The famous golf saying is "drive for show and putt for dough" and Jordan Spieth showed exactly why the saying exists. Spieth held off fellow American Matt Kuchar in the final round, closing it out by going five under par over the last five holes after giving up his two stroke lead with a brutal start to his round. Spieth had pretty much made every putt all tournament long until missing several short ones early in his round and struggling to hit the fairways. When he drove it wildly right on 13 and had to take an unplayable lie, it looked like the wheels might have totally come off. But he salvaged bogey and then made consecutive bombs on 15 and 16 to basically put the tournament out of reach.

As usual with links courses, everything depends on weather and often your tee time on the first two days can determine whether you win or lose the tournament. Spieth managed to avoid the worst of that weather and the Royal Birkdale course was exposed when the winds went down and the greens had been softened by rain, with the course yielding multiple rounds of 63 and a major record of 62 by South African Branden Grace.

Spieth's adventures on the 13th hole today also show what's wrong with some of the rules of golf. After hitting his drive into an unplayable lie, Spieth spent the next 20 minutes taking his drop further from the hole and then determining line of sight relief from various obstacles until he finally found what was virtually fairway to finally hit his third shot which landed just short of the green. From there he was able to salvage bogey. One of the absurdities of the rules is the fact that, having taken the unplayable lie, Spieth was essentially able to hit his next shot from the fairway. Even greater was the fact that it took 20 minutes to do so while Spieth and Kuchar had already been warned for slow play.

Over in Paris, Chris Froome and his powerful Sky team once again enjoyed the ceremonial ride into Paris with the knowledge that the yellow jersey was his, making it four victories in the last five years for the Englishman. The Columbian Rigoberto Uran came in second and the Frenchman Roman Bardet squeaked into third place by just one second over Sky's Mikel Landa after 3 weeks of grueling racing.

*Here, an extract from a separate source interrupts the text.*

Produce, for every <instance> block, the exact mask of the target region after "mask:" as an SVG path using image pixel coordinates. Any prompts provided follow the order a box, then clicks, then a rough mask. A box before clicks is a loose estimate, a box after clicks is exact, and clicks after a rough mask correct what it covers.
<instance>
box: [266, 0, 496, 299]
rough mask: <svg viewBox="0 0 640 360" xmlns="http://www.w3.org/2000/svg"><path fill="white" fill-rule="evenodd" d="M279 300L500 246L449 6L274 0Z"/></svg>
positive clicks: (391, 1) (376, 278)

Uran truly deserves some credit because he largely did it on his own without much help from his Cannondale teammates.

This was the most exciting Tour in years. Going into the time trial in the second to last stage in Marseilles, there was under a 30 second difference between the top 3 riders. In addition, there were huge crashes and/or fantastic attacks on virtually every stage. Sprinter Mark Cavendish crashed out when he tangled in a sprint with the perennial green jersey winner Peter Sagan. Sagan was essentially disqualified from the race for his actions in that crash. Richie Porte, a serious contender for the yellow, had an even more brutal crash as he lost control on a speedy descent. The relentless Dan Martin and Thomas de Gendt just kept on attacking on virtually every stage as did Warren Barguil in the mountains.

Barguil ended up taking the polka dot jersey and it was truly well deserved. Barguil recovered from going out in a breakaway in a mountain stage and then losing it at the line to winning two subsequent mountain stages and thoroughly deserved the best climber jersey. With the departure of Sagan, Marcel Kittel put a stranglehold on the green jersey, winning four sprints before crashing out himself.

Meanwhile, Team Sky simply kept control of the peloton for Froome at every stage. Michal Kwiatowski and Mikel Landa just kept pushing the pace for Sky whenever Froome needed it. Landa, especially, seemed like he was actually in better shape to make a run for the yellow than Froome at certain points in the Pyrenees. Landa was desperate to make the podium and just fell one second short to Bardet. Expect to see him move to another team and become a serious contender for yellow in next year's Tour.

Regardless of who wins, just the fact that any rider actually finishes this race is a remarkable achievement. The race covers 2,200 miles in 21 stages over 23 days on the flats, up mountains with grades reaching 20% at times, in rain, wind, heat, and cold. It is truly an ultimate test of endurance and yet, as we saw this year, the difference between being on the podium or not could come down to just a single second.